Für die Bilder zeichnet Dirk Lütter verantwortlich, der im letzten Jahr mit dem ähnlich kühlen Arbeits-Spielfilm „Die Ausbildung“ debütiert hat…
Ich habe mit Dirk Lütter zusammen studiert und zwei Kurzfilme mit ihm gemacht. Uns verbindet ein ähnlicher Blick auf die Welt, und irgendwie scheint sich diese Ähnlichkeit auch in der Art und Weise, wie wir diese Welt versuchen in Bildern darzustellen, niederzuschlagen. Bei allen Filmen haben wir zusammen das Bildkonzept entwickelt, und meistens sind wir uns über die grundsätzliche Herangehensweise einig.

Die strengen Bilder des Films sind sehr schön, aber auch sehr kalt. Sehen Sie keine Gefahr darin, dass Sie mit Ihren Protagonisten dasselbe machen wie deren Arbeitgeber: sie disziplinieren und formen?

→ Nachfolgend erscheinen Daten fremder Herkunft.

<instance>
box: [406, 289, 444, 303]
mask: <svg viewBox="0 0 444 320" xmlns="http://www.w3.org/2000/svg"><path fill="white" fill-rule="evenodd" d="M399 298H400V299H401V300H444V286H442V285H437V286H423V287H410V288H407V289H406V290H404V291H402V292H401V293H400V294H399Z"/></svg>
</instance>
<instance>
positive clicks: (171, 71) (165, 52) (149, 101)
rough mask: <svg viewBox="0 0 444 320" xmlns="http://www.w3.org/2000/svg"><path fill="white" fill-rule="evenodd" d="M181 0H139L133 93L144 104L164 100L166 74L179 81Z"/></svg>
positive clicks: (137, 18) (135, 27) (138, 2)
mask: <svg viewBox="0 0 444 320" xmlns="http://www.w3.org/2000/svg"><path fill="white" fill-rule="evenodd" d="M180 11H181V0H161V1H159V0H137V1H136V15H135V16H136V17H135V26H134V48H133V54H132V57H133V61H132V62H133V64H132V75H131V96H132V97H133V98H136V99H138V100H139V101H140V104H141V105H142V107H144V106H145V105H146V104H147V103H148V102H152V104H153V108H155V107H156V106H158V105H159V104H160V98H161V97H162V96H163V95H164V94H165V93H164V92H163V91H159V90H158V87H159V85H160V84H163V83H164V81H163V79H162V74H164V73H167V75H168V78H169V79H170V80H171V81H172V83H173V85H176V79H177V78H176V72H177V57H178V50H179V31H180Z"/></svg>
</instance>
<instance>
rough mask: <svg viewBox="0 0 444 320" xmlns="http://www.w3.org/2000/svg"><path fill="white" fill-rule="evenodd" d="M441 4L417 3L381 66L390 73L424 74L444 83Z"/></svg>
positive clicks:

Was genau macht die Bilder kalt? Ist es wirklich nur die Kadrage, sprich: die statische Einstellung, oder strahlt vielleicht das Gezeigte an sich etwas Kaltes aus? Ich habe zusammen mit Dirk Lütter versucht, über die Bilder auch das Kühle oder Unbehagliche von Arbeitswelten erfahrbar zu machen, die sich so darum bemühen, als Wohlfühlwelten zu erscheinen. Dass ich damit auch die Protagonisten „mitformatiere“, ist nicht nur eine Gefahr, sondern beim dokumentarischen Filmemachen unvermeidlich. Denn ich bringe alle Protagonisten mittels Bild in Form – das liegt im Wesen des Filmemachens. Diese Gefahr oder dieses Problem habe ich in dem Moment, in dem ich die Kamera anstelle, auf einen Menschen richte und daraus einen Film mache. Aus diesem Dilemma komme ich leider nicht heraus. Mit der Nicht-Nennung der Namen von einzelnen Personen habe ich versucht, etwas dagegen zu arbeiten und somit das Augenmerk von den einzelnen Menschen in Richtung des größeren Zusammenhangs zu lenken.